子供向けのリライト版ではありましたが、私も読んだ記憶があります。一瞬、その怪人だか、鬼だかが頭をよぎったのですが、何が怖かったといって、私が見た男性のいかにも紳士ぜんとした雰囲気です。すごくお金もかかっているでしょう。逆に狂喜めいたものを強く感じました。




思い出としてはこれだけのものですが、長く心に残り、お化けなんかより怖かった記憶があります。

当時は、もしも連れ去られたらとの怖さもありましたが、今、大人になって、人が何かに取り付かれたり、自分を見失うほど執着するのも知っています。加療の必要な事案も有るでしょう。すべての人の中には狂気の種があり、時間をかけて、あるいは何かのきっかけで大きく育つこともありますよね。

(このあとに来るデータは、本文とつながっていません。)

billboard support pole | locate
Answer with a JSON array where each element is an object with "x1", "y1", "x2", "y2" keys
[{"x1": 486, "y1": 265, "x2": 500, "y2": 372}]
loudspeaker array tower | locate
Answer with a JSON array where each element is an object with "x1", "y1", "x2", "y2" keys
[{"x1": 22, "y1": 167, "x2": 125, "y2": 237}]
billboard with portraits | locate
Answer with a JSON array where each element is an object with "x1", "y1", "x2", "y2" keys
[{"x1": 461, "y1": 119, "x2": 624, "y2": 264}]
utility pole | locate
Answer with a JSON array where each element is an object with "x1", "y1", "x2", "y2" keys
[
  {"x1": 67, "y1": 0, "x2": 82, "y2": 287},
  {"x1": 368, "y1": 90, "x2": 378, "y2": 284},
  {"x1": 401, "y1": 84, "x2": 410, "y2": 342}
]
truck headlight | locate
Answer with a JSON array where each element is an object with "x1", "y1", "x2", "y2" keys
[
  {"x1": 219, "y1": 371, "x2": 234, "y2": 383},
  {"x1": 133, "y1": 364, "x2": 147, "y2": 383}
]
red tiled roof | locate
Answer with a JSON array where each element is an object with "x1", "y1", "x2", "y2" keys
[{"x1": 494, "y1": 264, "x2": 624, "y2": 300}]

この男性の自我だったり、居たであろう家族のことを思うと今は怖さより切なさを感じたりもします。むしろ、人ではなくお化けや幽霊だったらよかったのに。お化けなら笑い話になりそうですよね。(笑)子供の自分には、人の念というか得体の知れない怖さに初めて触れた経験で、人の心の闇を知ったように思います。

ちなみに、すぐその後で母と叔母に話しました。二人の意見は、「吉本の人じゃないの?」です。(笑)

長らく記憶から抜け落ちていましたが、それこそ、カズレーザーさんの活躍で思い出しておりました。ただ、記憶も古く曖昧なので、今では夢だったのかなと思うこともあります。

番組趣旨とは異なるかも知れませんが、なんとなく記憶の総決算のつもりで書かせていただきました。

長文失礼いたしました。

敏太郎先生、これからもお体に気を付けて頑張ってくださいね。